Daunt Books in Chelsea may have to move temporarily after more than 10 years on the site if a planning application to redevelop the building block is granted tonight (8th March).
Landlords Imperial Tobacco Trustees have applied to overhaul Cavaye House, built in the seventies, in Fulham Road, London, which houses Daunt Books, formerly The Pan Bookshop.
The proposal has been recommended for approval by officers and Kensington and Chelsea councillors at are set to make a decision tonight to pass the plans, reported the London Evening Standard.
The application involves installing a branch of Cote Brasserie in a large ground-floor site, cutting the number of shop units from three to one.

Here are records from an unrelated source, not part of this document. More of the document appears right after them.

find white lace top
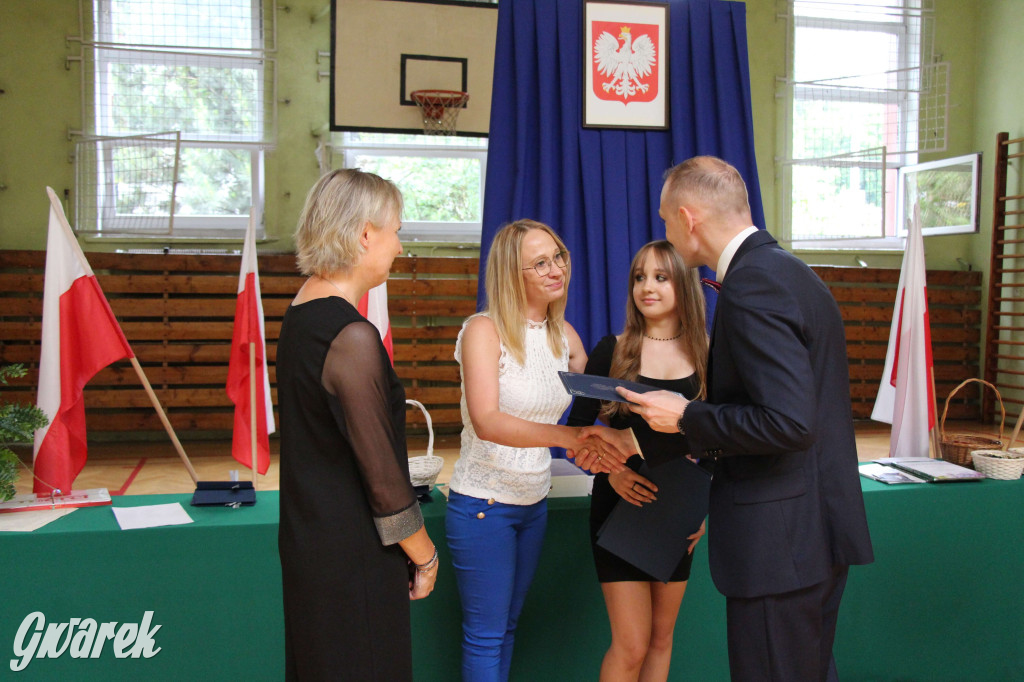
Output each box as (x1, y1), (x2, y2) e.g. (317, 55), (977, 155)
(449, 313), (571, 505)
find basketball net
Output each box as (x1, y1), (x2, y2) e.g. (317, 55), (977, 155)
(411, 90), (470, 136)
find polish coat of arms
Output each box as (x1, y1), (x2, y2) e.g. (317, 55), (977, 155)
(591, 21), (659, 103)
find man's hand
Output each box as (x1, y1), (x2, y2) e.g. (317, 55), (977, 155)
(569, 436), (624, 474)
(568, 426), (632, 474)
(573, 425), (637, 474)
(616, 388), (690, 434)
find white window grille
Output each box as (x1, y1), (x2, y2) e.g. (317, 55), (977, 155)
(778, 0), (947, 248)
(326, 132), (488, 243)
(72, 0), (276, 237)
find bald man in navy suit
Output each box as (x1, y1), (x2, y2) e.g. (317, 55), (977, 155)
(605, 156), (874, 681)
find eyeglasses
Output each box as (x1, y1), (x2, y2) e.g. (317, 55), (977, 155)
(522, 251), (569, 277)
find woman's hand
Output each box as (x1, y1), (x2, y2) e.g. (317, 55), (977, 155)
(409, 561), (438, 600)
(569, 435), (626, 474)
(687, 520), (706, 554)
(607, 469), (658, 507)
(401, 530), (438, 600)
(572, 425), (635, 473)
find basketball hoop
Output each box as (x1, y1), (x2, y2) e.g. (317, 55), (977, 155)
(410, 89), (470, 136)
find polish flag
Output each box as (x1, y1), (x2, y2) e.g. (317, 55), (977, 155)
(871, 203), (936, 458)
(33, 188), (134, 494)
(226, 212), (276, 474)
(358, 283), (394, 365)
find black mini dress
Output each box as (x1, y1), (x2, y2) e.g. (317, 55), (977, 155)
(566, 335), (704, 583)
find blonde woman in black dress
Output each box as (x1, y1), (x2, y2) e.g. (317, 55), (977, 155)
(567, 241), (709, 682)
(277, 169), (438, 680)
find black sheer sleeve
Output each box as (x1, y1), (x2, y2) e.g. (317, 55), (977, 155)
(566, 335), (617, 428)
(321, 320), (422, 545)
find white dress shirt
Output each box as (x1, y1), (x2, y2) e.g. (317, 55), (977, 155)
(715, 226), (759, 282)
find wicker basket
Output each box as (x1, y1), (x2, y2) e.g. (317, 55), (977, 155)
(970, 449), (1024, 480)
(939, 379), (1004, 467)
(406, 399), (444, 489)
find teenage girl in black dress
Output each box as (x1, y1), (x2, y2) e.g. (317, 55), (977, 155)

Rose Cole, manager of Daunt Books in Chelsea, said that the current plans involve building right up to the pavement, which would force the popular shop to move for between nine months and a year.
“We are in limbo at the moment,” she told The Bookseller. “The landlord wants to redevelop the building. If the plans are passed, they want to extend one building right out to the pavement, which would mean we would have to move for none months to a year at least because we can’t be in the property at that time. At the moment we do not know what is happening. We would love to stay, it was The Pan Bookshop before us and we don’t want our time here to end. Obviously if we move it will impact on revenue.”
She added: “We have been talking to the landlord all the time and I hope we can come to an agreement.”
James Daunt, who owns the six-strong bookselling mini-chain, said that while he didn’t know exactly what the plans entailed, he wasn’t in “panic mode yet” and bringing the frontage forward may actually benefit the shop.
“In theory we would just step aside for a while while the work was being done," he told The Bookseller. "We have a right to reoccupy so we would go back in, but we would end up with a narrower shop, which we prefer as booksellers, because we don’t like large frontages. It may reduce our “zone A” in the store and result in lower rent, which is music to my ears.”
He added: "Obviously we do not want to temporarily vacate and it would be a pain, but we are not in panic mode at this point."
Over 140 residents have objected to the proposals, including impressionist Rory Bremner, who wrote: “To close a unique and individual bookshop in favour of another chain restaurant in an area already full of restaurants and, in the process, build over one of the few areas of open pavement in quite a congested stretch of Fulham Road, is very unwelcome. The ‘piazza’ outside Daunt’s bookshop is a welcome bit of breathing space in a crowded row of shop fronts. What a shame to lose it. I urge you to resist the application, and hope that in so doing you will be preserving a little of the character of the area against further encroachment.”
A spokesman for the applicant added: “Although commercial tenants would be required to vacate during construction, the applicant has sought to retain long-standing tenants where possible, with an offer to return post-construction.”